Rząd Tanzanii wysłał zespół ekspertów dla zbadania tajemniczej choroby, która doprowadziła do śmierci pięciu osób. Została ona wykryta u siedmiu osób z gorączką, wymiotami, krwawieniem z różnych części ciała i niewydolnością nerek – informuje AFP, powołując się na oświadczenie ministerstwa zdrowia.

Komisarz regionu Kagera Albert Chalamila powiedział dziennikarzom, że zespół szybkiego reagowania składający się z ekspertów medycznych odwiedził już wioski Bulinda i Butahyaibega w okręgach Maruku i Kanyangereko w dystrykcie wiejskim Bukoba.

Ludziom zaleca się zachowanie spokoju podczas podejmowania niezbędnych kroków. Powinni również zachować czujność i wcześnie zgłaszać się do placówek służby zdrowia, gdy doświadczają lub widzą jakiekolwiek nieprawidłowe objawy - powiedział.

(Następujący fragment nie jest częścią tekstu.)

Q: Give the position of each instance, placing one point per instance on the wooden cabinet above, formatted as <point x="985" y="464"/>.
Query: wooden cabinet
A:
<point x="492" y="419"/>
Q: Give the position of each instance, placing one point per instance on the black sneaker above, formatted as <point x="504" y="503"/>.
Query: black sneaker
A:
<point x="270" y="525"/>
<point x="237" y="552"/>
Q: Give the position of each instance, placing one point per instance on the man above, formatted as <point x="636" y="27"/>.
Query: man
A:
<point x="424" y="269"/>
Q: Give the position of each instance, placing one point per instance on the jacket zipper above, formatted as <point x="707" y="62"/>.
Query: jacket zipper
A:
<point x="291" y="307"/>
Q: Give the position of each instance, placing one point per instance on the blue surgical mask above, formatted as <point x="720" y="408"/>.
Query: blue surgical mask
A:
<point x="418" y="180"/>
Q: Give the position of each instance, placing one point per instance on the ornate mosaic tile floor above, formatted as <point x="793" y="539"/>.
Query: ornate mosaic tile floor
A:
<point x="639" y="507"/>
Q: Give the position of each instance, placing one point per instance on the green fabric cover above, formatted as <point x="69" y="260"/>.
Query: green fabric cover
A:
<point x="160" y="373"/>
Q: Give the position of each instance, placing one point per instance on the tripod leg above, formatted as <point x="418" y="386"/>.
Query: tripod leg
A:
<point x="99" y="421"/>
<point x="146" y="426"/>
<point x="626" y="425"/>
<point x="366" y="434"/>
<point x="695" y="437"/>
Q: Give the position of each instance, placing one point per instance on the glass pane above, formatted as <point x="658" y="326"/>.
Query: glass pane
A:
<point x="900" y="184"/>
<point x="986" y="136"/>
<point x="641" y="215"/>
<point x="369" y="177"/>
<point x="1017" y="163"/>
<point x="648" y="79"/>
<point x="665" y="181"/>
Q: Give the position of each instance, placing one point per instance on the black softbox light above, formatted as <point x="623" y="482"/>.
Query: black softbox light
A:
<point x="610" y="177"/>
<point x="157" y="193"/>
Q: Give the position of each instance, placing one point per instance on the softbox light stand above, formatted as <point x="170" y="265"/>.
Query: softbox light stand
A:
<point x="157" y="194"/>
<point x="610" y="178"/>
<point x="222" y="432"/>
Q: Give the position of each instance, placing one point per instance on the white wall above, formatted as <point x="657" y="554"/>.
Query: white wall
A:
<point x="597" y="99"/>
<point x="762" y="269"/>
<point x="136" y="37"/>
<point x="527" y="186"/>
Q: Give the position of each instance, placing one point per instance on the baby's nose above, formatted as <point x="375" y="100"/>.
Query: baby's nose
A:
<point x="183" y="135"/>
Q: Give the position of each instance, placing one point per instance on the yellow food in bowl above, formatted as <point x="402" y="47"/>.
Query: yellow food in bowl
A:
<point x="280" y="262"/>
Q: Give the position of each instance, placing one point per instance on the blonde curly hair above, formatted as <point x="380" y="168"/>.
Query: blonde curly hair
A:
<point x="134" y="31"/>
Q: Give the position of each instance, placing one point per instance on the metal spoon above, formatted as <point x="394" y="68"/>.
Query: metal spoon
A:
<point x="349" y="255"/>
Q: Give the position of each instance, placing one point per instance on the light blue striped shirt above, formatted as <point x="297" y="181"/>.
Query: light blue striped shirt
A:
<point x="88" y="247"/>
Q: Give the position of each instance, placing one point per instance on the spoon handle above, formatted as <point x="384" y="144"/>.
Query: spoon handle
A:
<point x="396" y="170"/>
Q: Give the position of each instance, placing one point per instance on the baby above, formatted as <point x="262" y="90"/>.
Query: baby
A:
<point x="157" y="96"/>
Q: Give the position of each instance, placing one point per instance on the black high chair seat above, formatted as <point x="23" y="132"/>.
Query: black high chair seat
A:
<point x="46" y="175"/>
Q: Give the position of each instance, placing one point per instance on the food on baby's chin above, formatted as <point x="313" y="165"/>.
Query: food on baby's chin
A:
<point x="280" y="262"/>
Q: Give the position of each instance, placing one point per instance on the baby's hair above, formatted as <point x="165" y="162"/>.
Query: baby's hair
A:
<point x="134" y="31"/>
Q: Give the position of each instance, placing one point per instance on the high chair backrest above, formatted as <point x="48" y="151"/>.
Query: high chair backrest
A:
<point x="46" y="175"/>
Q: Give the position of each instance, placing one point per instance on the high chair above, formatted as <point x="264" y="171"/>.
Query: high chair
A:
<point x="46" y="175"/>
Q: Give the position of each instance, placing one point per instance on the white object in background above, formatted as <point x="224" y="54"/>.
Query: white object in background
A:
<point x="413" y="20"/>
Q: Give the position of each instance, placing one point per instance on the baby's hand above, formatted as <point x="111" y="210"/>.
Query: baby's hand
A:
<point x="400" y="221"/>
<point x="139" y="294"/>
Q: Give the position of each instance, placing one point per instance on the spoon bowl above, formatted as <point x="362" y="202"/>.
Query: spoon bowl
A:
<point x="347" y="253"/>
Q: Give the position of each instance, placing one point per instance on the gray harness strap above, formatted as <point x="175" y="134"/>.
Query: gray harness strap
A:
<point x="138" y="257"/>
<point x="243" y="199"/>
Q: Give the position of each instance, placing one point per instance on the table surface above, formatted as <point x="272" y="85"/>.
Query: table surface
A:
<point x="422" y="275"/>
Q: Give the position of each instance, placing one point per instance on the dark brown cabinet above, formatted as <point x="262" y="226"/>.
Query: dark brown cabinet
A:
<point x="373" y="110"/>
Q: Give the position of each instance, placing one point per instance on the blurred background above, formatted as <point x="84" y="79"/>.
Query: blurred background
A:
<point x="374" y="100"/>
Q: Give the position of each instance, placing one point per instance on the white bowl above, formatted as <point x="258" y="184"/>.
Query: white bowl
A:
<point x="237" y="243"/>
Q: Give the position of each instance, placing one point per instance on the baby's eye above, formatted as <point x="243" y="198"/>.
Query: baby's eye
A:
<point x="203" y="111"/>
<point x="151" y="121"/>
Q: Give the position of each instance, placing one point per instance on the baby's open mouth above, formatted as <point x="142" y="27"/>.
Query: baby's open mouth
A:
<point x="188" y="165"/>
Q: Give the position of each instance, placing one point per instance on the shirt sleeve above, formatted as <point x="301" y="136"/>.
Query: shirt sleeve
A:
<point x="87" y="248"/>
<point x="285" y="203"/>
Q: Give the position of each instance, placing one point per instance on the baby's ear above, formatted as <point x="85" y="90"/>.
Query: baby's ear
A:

W oświadczeniu główny lekarz Tanzanii Tumaini Nagu stwierdziła, że "zostały pobrane próbki od pacjentów i zmarłych w celu zidentyfikowania źródła i rodzaju choroby". Jednocześnie wezwała społeczeństwo do zachowania spokoju, ale i do podjęcia środków ostrożności w celu uniknięcia zarażenia.

Uważa się, że choroba jest zakaźna.

Sytuację pogorsza fakt, iż odkrycia dokonano po wybuchu epidemii eboli w Ugandzie, która trwała prawie cztery miesiące i pochłonęła życie 55 osób, zanim rząd w styczniu ogłosił jej koniec.

W zeszłym roku Tanzania wykryła ognisko leptospirozy (choroba zakaźna wywołana przez krętki z rodzaju leptospira, które występują na całym świecie z wyjątkiem strefy polarnej), która zabiła trzy osoby w południowo-wschodnim regionie Lindi.